Выбрать главу
«Подстриженными глазами»

…и третий [поклон] — за то, что жизнь дала мне, а лучше жизни ничего нет на свете.

«Взвихренная Русь»

Смело с моей стороны писать о Ремизове, пытаться представить польскому читателю этого совершенно оригинального русского писателя. Я пишу о нем не как литературный критик, которым не являюсь, и тем более не как литературовед; я пишу потому, что очарован этим писателем и хочу поделиться своим запоздалым открытием.

Проза Ремизова, как мне кажется, состоит не из слов в обыденном понимании, а из живой, осязаемой, всеми органами чувств ощутимой материи. В ней есть боль «до крика», до жестокой горечи, глухого бунта, но есть и «ангельские слезы», чуткие и чувствительные, всепрощающий взгляд, любовь, воскрешающая человека, и любовь жизни, каждой жизни, даже самой измученной и задавленной. Читателя то и дело выбрасывает из самой что ни на есть мрачной тьмы к звездам и снова ввергает обратно в полную темноту. Не каждому впечатлительному читателю я советовал бы прокатиться по «montagnes russes» его книг.

И всякий день по такой лестнице Вера в училище ходит, разнося на ногах лестничную склизь и погань. И не знаю, зачем эта липкая погань, спертое тесное жилье, когда так широко ходят по чистому небу чистые звезды, и по нашей же суровой земле прозрачные текут ручьи… («Взвихренная Русь»)

И там, на верхотуре нашей, куда и вода не подымалась и только ветер ходит, суровою ночью, когда выйдут звезды, звездам шепчу под проволочный гуд через рамы —

                    — звезды, прекрасные мои звезды — (Там же)

Я не знаю ни одного писателя, который бы так чувственно, ярко, сочно и звучно выпевал русский язык, вырастая ритмом, словом из московской, допетровской эпохи, гораздо более ранней, чем «слишком немецкая» эпоха Карамзина и «слишком французская» Пушкина.

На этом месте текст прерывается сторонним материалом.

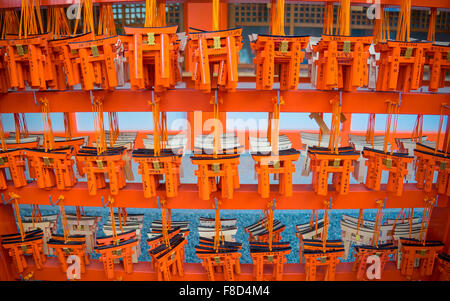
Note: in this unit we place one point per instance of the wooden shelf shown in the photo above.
(245, 198)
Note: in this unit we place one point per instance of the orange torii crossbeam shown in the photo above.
(96, 60)
(427, 163)
(438, 58)
(215, 48)
(52, 167)
(413, 249)
(400, 65)
(153, 57)
(14, 160)
(96, 167)
(283, 52)
(363, 252)
(29, 62)
(342, 62)
(261, 254)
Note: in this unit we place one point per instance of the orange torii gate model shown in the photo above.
(68, 73)
(342, 62)
(400, 65)
(29, 61)
(167, 257)
(117, 246)
(97, 62)
(223, 167)
(427, 163)
(413, 249)
(444, 266)
(325, 161)
(438, 58)
(53, 167)
(153, 57)
(363, 252)
(96, 167)
(4, 74)
(14, 160)
(263, 254)
(211, 48)
(284, 52)
(395, 164)
(23, 243)
(66, 245)
(153, 167)
(315, 258)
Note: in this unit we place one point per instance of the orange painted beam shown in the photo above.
(246, 197)
(143, 271)
(242, 100)
(414, 3)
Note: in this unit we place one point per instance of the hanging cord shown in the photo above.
(49, 141)
(113, 127)
(2, 136)
(333, 144)
(326, 216)
(328, 19)
(360, 221)
(343, 20)
(432, 25)
(88, 17)
(57, 22)
(21, 128)
(404, 21)
(67, 123)
(99, 125)
(378, 223)
(9, 22)
(156, 125)
(416, 135)
(218, 237)
(370, 133)
(393, 109)
(106, 25)
(30, 18)
(400, 214)
(277, 18)
(381, 27)
(426, 216)
(165, 226)
(438, 139)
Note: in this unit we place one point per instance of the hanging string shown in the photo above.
(106, 25)
(381, 27)
(49, 141)
(88, 17)
(99, 125)
(328, 19)
(432, 25)
(67, 123)
(219, 236)
(57, 22)
(30, 18)
(378, 222)
(333, 144)
(370, 133)
(417, 132)
(113, 127)
(404, 21)
(9, 22)
(277, 18)
(343, 20)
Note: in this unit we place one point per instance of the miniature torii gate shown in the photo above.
(68, 245)
(23, 243)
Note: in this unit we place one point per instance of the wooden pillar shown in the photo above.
(7, 226)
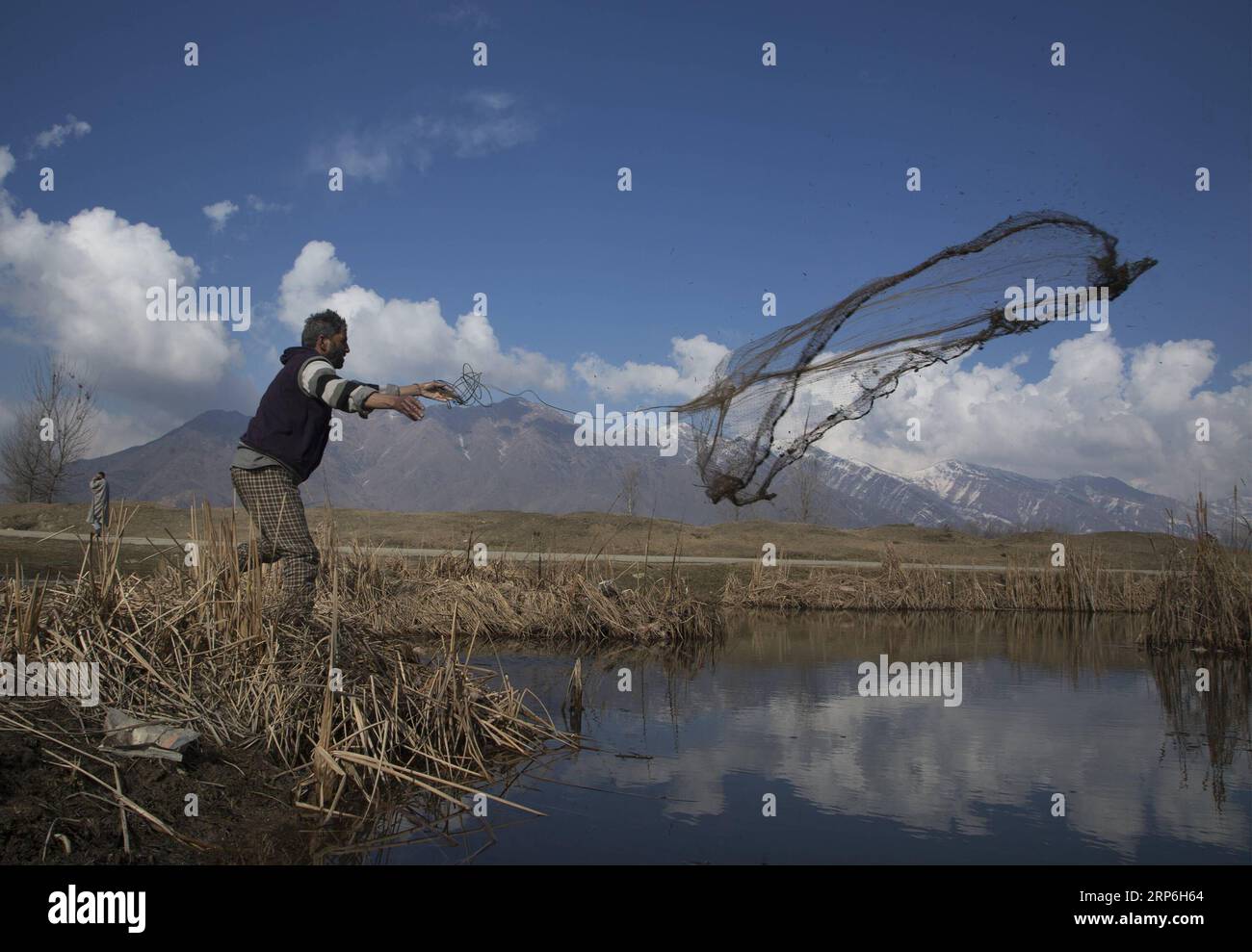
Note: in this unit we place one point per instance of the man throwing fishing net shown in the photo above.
(284, 442)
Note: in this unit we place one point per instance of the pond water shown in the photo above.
(1151, 769)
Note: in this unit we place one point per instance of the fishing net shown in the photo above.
(772, 398)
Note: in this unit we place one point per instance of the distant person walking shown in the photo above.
(98, 516)
(284, 442)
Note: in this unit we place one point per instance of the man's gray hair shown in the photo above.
(324, 324)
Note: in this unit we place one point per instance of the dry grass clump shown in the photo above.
(1081, 585)
(351, 718)
(545, 601)
(1206, 597)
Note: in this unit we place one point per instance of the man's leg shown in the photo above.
(248, 492)
(274, 500)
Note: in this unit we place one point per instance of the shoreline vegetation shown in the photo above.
(375, 725)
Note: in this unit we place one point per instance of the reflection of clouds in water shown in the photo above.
(1021, 735)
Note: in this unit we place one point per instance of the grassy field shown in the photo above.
(624, 534)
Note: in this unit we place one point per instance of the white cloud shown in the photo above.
(218, 213)
(399, 341)
(58, 134)
(488, 124)
(1103, 409)
(257, 204)
(693, 359)
(467, 13)
(79, 288)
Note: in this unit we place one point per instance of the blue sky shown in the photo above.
(502, 179)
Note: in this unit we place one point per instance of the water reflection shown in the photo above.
(1151, 769)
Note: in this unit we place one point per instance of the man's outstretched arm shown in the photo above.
(320, 380)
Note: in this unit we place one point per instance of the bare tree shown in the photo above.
(51, 430)
(630, 488)
(806, 481)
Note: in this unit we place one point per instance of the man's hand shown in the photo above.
(407, 405)
(436, 391)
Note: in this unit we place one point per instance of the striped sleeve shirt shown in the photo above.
(320, 380)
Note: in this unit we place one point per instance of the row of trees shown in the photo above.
(51, 430)
(804, 497)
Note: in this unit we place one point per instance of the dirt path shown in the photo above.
(163, 544)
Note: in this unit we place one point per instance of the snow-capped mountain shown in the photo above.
(521, 455)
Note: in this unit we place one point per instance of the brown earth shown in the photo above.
(245, 813)
(624, 534)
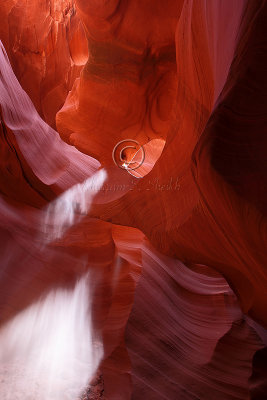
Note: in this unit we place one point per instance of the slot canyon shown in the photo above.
(133, 200)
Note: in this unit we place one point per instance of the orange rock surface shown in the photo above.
(175, 250)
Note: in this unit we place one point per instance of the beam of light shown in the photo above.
(69, 208)
(48, 351)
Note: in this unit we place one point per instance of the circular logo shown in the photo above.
(128, 154)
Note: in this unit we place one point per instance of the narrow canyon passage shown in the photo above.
(133, 200)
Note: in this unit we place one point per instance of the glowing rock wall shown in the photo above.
(162, 278)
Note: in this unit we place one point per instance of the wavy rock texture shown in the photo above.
(172, 263)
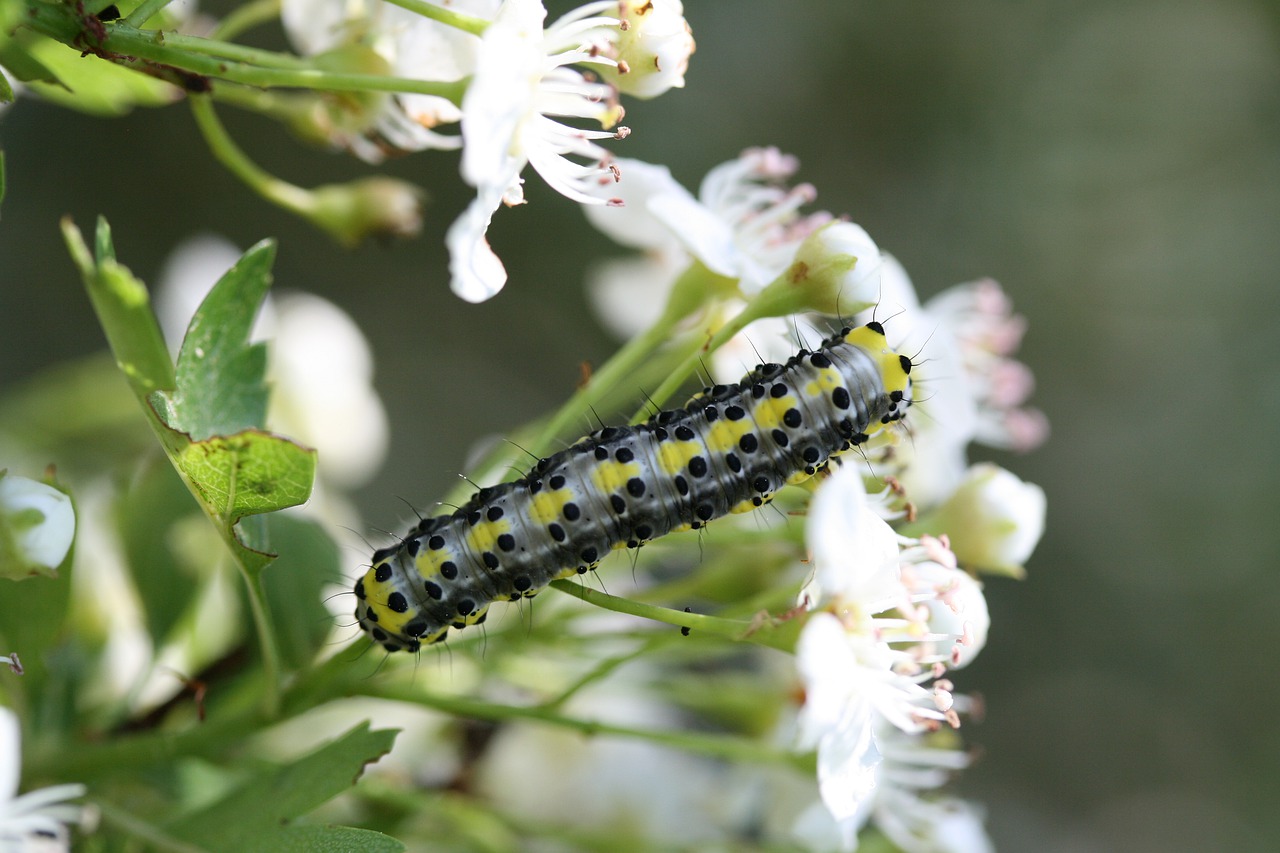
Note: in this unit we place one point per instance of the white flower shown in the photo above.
(35, 821)
(653, 48)
(37, 525)
(745, 226)
(319, 366)
(855, 555)
(987, 333)
(524, 77)
(968, 387)
(408, 45)
(993, 519)
(890, 621)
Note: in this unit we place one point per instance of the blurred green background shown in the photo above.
(1115, 165)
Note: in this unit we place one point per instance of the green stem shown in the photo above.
(775, 634)
(727, 747)
(690, 292)
(466, 23)
(145, 10)
(238, 53)
(126, 45)
(279, 192)
(141, 830)
(265, 628)
(694, 360)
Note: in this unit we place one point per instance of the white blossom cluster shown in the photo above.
(890, 614)
(534, 96)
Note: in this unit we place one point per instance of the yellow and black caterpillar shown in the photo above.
(728, 450)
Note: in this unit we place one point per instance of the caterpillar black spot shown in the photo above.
(727, 450)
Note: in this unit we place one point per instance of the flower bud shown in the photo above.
(37, 524)
(374, 206)
(993, 520)
(833, 272)
(653, 48)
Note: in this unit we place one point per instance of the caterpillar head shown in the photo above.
(385, 612)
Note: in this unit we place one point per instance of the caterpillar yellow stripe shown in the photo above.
(727, 450)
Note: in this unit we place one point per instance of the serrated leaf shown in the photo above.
(232, 466)
(86, 83)
(247, 474)
(274, 798)
(324, 839)
(220, 386)
(146, 514)
(123, 308)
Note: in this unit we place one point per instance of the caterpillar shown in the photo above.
(727, 450)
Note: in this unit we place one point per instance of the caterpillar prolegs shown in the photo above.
(727, 450)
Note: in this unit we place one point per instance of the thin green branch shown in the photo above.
(778, 634)
(265, 628)
(727, 747)
(466, 23)
(237, 53)
(150, 53)
(142, 830)
(225, 151)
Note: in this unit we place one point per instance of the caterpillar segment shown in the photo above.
(727, 450)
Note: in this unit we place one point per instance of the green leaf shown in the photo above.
(86, 83)
(218, 395)
(123, 308)
(146, 516)
(323, 839)
(259, 815)
(247, 474)
(17, 59)
(220, 386)
(295, 587)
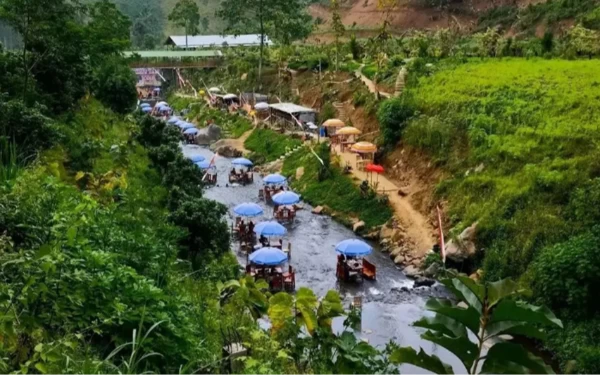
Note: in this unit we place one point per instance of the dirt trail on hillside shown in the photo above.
(415, 225)
(236, 143)
(370, 84)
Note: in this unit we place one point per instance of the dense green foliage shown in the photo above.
(268, 145)
(491, 311)
(338, 191)
(531, 126)
(393, 115)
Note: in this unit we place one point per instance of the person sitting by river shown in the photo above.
(263, 241)
(242, 228)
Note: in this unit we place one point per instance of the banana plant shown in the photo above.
(306, 308)
(492, 314)
(248, 293)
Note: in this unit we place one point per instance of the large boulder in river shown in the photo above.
(463, 247)
(228, 151)
(411, 271)
(359, 226)
(208, 134)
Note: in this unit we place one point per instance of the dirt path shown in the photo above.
(236, 143)
(370, 84)
(416, 226)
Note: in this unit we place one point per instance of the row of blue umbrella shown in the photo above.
(271, 256)
(161, 106)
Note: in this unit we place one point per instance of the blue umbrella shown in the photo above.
(196, 158)
(268, 256)
(286, 197)
(274, 179)
(353, 248)
(204, 164)
(248, 209)
(269, 228)
(187, 126)
(242, 161)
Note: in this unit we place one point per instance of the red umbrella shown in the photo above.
(374, 168)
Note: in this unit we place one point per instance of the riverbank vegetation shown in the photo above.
(519, 138)
(328, 186)
(268, 145)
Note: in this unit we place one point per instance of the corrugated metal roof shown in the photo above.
(290, 108)
(201, 41)
(174, 54)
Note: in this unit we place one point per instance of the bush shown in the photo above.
(26, 126)
(114, 85)
(268, 145)
(567, 276)
(393, 115)
(327, 112)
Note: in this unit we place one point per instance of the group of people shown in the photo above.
(245, 229)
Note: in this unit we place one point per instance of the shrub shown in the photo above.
(114, 85)
(26, 126)
(567, 276)
(393, 115)
(327, 112)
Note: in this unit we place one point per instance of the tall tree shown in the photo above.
(186, 14)
(107, 31)
(38, 22)
(338, 29)
(286, 20)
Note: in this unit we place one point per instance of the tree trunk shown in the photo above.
(262, 43)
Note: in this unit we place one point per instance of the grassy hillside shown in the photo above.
(521, 138)
(208, 8)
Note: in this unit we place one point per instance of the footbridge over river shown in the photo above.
(166, 59)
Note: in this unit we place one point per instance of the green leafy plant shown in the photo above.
(489, 313)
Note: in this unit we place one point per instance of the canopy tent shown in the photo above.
(275, 178)
(268, 256)
(269, 229)
(204, 164)
(248, 209)
(187, 125)
(348, 130)
(286, 197)
(353, 247)
(334, 123)
(262, 106)
(364, 148)
(374, 168)
(243, 162)
(196, 158)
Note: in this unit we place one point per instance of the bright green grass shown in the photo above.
(534, 128)
(268, 145)
(338, 191)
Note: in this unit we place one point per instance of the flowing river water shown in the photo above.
(388, 309)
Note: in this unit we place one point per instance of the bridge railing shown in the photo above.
(166, 64)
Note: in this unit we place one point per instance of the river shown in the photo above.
(388, 310)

Не зря Алексей Толстой, автор «Петра I», говорил мне в Ташкенте, что Ремизову он как писатель обязан всем. Только в тяжелой, парчовой исторической прозе романа Толстого я не нашел ремизовских звезд, ни следа мимолетной легкости, пронизывающей произведения Ремизова.

Его прозу надо читать вслух, настолько важна в ней материя слова и ритм предложений. Достаточно даже немного погрузиться в этот мир, чтобы ощутить звуковое убожество собственной речи, случайность, недоработанность, опрощение гладкими, стершимися, тысячу раз бессмысленно повторенными оборотами.

Ремизов — первый формалист в списке писателей-еретиков под анафемой Жданова. Этот первооткрыватель неповторимых фраз и гармоний — формалист? Да я не встретил в его прозе еще ни одного слова, где самое неожиданное предложение, ритм или слово не были бы необходимыми, набухшими внутренним смыслом, который в одном этом слове, в единственном этом сочетании может взорваться. Если считать формализмом произвольную шлифовку и не связанную со смыслом языковую игру, то Ремизов наименее формалистичен из всех известных мне писателей.

Петербургский период от Пушкина до Блока был, в сущности, единственным русским миром, к которому я до сих пор имел непосредственный доступ. Сегодня, после того как я старался вчитаться в Ремизова, я открываю для себя новое обличье России, о котором знал так мало и извне, обличье во стократ более русское. Этот мир, пугающий — порой такой от меня далекий, такой чуждый в страсти жизни, каждой жизни, и даже в своем милосердии и доброте, которые словно сосуществуют болезненно, но совершенно естественно с удушливым миром жестокости, зла, крови и унижения, — что я то и дело откладываю книги Ремизова, не в силах их читать. Я не в силах вынести, что меня подбрасывает на каждой странице, как в мчащемся вагончике не ярмарочной, а какой-то огромной, построенной между небом и землей montagne russe. Гений Ремизова заставляет меня не только узнать этот мир, но и каким-то образом почтить его и даже полюбить.

Москва и великорусская провинция — вот мир Ремизова. Его язык, как и странный почерк, — вовсе не стилизация XVII века. Дух того столетия воскрешен, но вместе с тем и осовременен. Он растет не из подражательства, а из существа самого Ремизова, не только из прекрасного знания того мира, чувства русского слова, но и из внутренней связи через кровь, через московское детство, непрерванную традицию и граничащую с чародейством память веков.